I dubbi sui Lakers sono quindi più di natura mentale che tecnica: da tempo si dice che non sono una squadra forte mentalmente, come potrebbe far pensare il recupero subito, ma allo stesso tempo non si può scordare della durezza mentale che invece hanno avuto in gara 2, quando gli Spurs sono andati a +20 allo Staples, ed anche dopo nell'ultima partita che, ricordiamoci, seguiva una gara 3 persa di diciannove punti. Più che la durezza mentale, quindi, è probabilmente la continuità che manca ai ragazzi di Phil Jackosn, oltre che (per molti) l'esperienza per gestire al meglio i momenti decisivi in partite così importanti.
Bryant sottolinea come l'ultima vittoria sia stata un'importante passo in avanti verso il raggiungimento della maturità : "Siamo migliorati, in gara 3 abbiamo imparato quanto duro dobbiamo giocare e con quale velocità per vincere in questo impianto.
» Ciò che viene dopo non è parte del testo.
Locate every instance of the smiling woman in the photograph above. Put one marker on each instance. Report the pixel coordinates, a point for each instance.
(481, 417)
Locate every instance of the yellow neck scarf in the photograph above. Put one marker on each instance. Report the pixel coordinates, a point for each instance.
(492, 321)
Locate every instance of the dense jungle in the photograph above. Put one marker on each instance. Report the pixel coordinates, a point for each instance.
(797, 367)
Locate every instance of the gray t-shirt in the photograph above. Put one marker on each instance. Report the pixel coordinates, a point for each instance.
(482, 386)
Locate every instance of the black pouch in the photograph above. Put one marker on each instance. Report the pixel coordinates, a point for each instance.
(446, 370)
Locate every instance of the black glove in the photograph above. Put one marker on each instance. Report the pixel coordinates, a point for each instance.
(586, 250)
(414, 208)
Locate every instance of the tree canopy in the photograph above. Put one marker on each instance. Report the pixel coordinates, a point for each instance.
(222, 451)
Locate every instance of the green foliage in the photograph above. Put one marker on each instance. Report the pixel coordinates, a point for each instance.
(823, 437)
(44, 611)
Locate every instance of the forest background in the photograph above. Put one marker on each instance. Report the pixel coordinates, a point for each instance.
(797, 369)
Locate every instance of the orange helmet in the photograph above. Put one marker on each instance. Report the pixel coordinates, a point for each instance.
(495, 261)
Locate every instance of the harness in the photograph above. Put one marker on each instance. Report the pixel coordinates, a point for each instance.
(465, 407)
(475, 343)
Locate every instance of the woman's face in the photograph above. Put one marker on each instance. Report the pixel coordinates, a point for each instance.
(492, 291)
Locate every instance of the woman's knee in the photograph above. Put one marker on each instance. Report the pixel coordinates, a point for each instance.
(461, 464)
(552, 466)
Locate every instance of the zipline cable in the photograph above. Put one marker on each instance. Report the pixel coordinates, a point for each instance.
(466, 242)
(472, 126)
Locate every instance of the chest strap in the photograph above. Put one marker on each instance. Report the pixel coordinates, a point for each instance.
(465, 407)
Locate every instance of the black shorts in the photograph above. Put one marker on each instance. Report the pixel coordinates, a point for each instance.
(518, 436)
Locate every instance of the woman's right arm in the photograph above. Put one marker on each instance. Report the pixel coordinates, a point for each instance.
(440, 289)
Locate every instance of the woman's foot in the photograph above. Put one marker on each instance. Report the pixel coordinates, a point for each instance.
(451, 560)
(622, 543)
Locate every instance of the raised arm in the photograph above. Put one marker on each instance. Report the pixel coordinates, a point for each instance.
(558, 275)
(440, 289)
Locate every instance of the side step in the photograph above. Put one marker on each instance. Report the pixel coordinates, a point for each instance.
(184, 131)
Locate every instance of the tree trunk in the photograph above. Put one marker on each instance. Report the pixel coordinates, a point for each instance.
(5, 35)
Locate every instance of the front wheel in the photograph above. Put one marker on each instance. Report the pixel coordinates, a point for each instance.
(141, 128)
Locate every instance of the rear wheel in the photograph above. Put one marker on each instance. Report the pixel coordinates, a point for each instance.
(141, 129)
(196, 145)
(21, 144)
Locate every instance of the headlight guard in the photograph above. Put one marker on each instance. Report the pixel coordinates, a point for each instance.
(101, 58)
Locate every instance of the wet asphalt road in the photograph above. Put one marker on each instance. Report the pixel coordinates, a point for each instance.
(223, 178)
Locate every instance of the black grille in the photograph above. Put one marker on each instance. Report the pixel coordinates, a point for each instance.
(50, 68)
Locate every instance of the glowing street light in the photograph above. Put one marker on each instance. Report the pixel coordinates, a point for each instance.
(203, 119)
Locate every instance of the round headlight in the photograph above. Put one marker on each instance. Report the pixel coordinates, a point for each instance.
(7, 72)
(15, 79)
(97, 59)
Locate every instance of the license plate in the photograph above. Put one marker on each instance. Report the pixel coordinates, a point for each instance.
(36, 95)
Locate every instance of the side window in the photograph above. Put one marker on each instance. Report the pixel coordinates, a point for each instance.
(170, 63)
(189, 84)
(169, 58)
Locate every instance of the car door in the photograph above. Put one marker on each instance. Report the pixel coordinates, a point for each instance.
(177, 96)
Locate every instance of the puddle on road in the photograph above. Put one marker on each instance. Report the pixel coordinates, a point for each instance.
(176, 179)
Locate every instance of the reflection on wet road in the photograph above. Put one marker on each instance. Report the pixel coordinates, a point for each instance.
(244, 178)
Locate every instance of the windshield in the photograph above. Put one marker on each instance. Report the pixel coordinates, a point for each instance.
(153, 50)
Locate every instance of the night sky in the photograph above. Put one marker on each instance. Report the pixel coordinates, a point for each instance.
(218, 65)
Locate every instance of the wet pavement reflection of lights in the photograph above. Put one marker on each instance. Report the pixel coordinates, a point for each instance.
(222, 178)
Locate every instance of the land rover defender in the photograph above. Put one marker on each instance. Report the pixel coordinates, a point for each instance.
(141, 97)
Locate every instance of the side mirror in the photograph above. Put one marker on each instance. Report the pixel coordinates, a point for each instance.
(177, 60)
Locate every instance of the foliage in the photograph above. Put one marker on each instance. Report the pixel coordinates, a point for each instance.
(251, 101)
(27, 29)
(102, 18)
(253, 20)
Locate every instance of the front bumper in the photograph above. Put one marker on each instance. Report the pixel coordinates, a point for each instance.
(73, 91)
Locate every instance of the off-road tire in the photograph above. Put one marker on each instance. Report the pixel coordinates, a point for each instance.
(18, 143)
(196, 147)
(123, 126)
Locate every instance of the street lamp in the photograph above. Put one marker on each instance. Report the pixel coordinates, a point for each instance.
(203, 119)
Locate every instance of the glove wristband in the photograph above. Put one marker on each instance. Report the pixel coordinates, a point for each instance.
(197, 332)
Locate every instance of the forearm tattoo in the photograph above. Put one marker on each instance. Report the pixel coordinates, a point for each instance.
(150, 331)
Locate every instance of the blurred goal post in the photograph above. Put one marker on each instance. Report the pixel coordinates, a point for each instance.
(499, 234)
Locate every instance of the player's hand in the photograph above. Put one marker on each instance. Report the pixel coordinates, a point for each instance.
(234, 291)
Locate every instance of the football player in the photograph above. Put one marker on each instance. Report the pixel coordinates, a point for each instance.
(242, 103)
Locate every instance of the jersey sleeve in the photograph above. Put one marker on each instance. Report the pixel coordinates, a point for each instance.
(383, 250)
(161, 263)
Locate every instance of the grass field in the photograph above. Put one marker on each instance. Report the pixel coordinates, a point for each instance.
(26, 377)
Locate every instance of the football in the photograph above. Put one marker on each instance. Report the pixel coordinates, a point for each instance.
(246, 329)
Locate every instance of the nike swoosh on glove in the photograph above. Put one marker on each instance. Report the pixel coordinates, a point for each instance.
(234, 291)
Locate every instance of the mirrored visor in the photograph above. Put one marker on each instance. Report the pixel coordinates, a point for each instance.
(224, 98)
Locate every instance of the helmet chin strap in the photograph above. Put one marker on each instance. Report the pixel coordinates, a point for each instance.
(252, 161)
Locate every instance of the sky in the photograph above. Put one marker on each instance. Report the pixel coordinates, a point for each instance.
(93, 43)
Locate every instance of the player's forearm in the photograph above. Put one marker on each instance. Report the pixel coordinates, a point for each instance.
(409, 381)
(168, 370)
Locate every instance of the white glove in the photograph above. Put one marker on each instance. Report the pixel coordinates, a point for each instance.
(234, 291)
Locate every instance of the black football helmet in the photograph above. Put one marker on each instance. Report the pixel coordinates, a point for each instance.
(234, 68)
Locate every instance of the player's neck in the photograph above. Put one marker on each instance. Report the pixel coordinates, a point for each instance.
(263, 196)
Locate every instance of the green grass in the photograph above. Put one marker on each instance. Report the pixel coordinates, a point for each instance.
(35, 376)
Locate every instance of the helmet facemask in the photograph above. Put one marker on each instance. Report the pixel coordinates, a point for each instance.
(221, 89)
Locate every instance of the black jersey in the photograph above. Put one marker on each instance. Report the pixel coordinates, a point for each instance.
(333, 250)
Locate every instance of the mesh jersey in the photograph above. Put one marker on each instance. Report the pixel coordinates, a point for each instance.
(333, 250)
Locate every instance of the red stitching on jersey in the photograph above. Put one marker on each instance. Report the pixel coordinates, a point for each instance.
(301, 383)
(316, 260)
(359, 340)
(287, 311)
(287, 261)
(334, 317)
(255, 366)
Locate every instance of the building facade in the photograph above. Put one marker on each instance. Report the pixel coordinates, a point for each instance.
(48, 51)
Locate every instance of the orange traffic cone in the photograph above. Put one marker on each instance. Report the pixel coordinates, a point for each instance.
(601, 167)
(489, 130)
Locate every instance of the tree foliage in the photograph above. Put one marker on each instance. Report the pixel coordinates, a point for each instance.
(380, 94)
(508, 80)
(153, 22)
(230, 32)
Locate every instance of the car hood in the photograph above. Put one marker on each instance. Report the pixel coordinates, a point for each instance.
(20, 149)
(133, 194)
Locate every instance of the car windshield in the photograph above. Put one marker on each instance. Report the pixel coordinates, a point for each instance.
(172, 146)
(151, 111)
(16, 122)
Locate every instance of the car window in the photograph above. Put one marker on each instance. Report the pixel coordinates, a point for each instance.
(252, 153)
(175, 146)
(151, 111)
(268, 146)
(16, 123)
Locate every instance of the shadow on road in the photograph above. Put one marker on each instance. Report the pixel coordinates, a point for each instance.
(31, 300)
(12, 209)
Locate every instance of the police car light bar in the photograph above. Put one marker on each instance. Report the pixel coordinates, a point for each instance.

Abbiamo giocato molto meglio, è un grande passo in avanti per noi".
Ha sicuramente influito, nella vittoria, anche la prestazione di altissimo livello di Lamar Odom che, dopo una pessima gara 3 e nonostante i problemi di falli, è stato a dir poco decisivo per tutta la gara, con il suo contributo in ogni aspetto del gioco e, nell'ultimo e decisivo periodo, quando gli Spurs rimontavano, segnando otto punti (e prendendo due rimbalzi).
Phil Jackson comunque, pur essendo fiducioso, non vuole eccedere in trionfalismi, e da la ricetta per ottenere la vittoria anche stasera: "E' importane che sin dall'inizio scendiamo in campo e giochiamo il tipo di gara che abbiamo disputato martedì, con la stessa energia. In questo modo porteremo a casa la vittoria".
Ce la faranno davvero i vari Weenie (Gasol), Space Cadet (Radmanovic) e Not Scottie Pippen (Odom), come sono stati ribattezzati dallo stesso Jackson, a riportare i Lakers in finale?